Die autonome mobile Robotertechnologie „Mini Yellow“ von LiBiao bringt Flexibilität und Skalierbarkeit in einige der geschäftigsten Paketsortierzentren in China. Wird Europa diesen innovativen, kapitalschonenden Ansatz für die Sortierung übernehmen?

Libiao Robot

Im Jahr 2019 hatte der chinesische Expresspaketmarkt einen Wert von 100 Milliarden US-Dollar. Angetrieben durch das landesweite Wachstum des E-Commerce lag diese Zahl um mehr als 8 Prozent höher als in den vergangenen 12 Monaten und es wird erwartet, dass der Sektor in absehbarer Zukunft zweistellige Zuwächse verzeichnen wird.

Um diese Zahlen in ein gewisses Verhältnis zu setzen: In diesem Jahr werden in ganz China sage und schreibe 74 Milliarden Pakete ausgeliefert – das entspricht 52 Lieferungen für jeden Mann, jede Frau und jedes Kind, die in diesem riesigen Gebiet leben.

Um mit diesem rasch expandierenden Sektor Schritt zu halten, haben einige der bedeutendsten Internet-Einzelhändler und Logistikunternehmen Chinas umfangreiche Modernisierungsprogramme an ihren strategisch wichtigsten Knotenpunkten eingeleitet, bei denen die traditionellen Sortierverfahren durch die von LiBiao entwickelte und gelieferte „Mini Yellow“-Technologie autonomer mobiler Roboter (AMR) ersetzt wurden.
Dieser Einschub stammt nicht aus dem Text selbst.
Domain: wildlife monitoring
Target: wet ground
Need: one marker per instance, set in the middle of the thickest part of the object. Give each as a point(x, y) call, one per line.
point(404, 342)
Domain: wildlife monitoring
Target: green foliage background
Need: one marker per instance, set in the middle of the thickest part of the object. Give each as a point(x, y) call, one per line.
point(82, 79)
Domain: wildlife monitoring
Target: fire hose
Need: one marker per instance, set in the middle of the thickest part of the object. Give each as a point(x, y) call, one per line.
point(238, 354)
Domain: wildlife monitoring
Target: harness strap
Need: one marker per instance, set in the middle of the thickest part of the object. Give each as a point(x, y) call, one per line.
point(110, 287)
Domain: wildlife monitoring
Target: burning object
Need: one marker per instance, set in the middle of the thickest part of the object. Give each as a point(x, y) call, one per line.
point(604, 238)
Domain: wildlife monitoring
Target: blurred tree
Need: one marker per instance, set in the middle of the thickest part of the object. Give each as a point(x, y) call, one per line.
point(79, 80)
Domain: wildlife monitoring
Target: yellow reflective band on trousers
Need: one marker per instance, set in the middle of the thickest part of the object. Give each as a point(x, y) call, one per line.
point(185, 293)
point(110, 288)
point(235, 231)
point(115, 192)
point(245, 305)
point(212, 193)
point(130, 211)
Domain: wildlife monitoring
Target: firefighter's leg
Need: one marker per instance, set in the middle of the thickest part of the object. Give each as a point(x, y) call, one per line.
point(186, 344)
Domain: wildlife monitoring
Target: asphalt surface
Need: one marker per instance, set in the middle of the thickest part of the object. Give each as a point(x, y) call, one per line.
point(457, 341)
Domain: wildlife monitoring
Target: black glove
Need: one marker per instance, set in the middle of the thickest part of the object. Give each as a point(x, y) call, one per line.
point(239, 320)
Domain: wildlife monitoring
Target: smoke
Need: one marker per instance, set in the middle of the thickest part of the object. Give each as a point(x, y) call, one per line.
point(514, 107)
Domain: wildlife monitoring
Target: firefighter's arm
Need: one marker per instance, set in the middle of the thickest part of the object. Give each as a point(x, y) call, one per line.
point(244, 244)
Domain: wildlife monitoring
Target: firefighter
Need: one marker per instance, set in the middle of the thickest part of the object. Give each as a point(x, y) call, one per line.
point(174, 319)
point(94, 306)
LiBiaos „Mini Yellow“-Reihe wurde als kosteneffiziente und flexible Alternative zu den mit hohen Investitionsausgaben verbundenen festen Kippschalen- und Quergurt-Sortierförderanlagen entwickelt, die traditionell in vielen stark frequentierten Paket- und E-Commerce-Betrieben eingesetzt werden.

Das „Mini Yellow“-System verursacht nur einen Bruchteil der Kosten einer typischen Quergurt- oder Kippschalenförderanlage und da die „Mini Yellow“-Roboter kompakter als andere derzeit auf dem Markt erhältliche AMRs sind, benötigen sie weniger Platz, um zu arbeiten. Ein Sortiersystem kann auf einem Fünftel der Bodenfläche eingerichtet werden, die eine Förderanlage benötigt, um die gleiche Paketdurchsatzstatistik zu erreichen. Die zur Fertigstellung einer Installation benötigte Zeit ist auch deutlich kürzer als die, die beim Bau von Sortierlösungen auf Förderanlagen-Basis erforderlich ist.

Darüber hinaus ist das modulare „Mini Yellow“-System ohne feste Infrastrukturanforderungen skalierbar und bietet vollständige Flexibilität: Zusätzliche Roboter können je nach Bedarf eingesetzt werden und die Technologie ist vollständig portabel, d.h. die Systeme können bei Bedarf zwischen den Standorten ausgetauscht werden.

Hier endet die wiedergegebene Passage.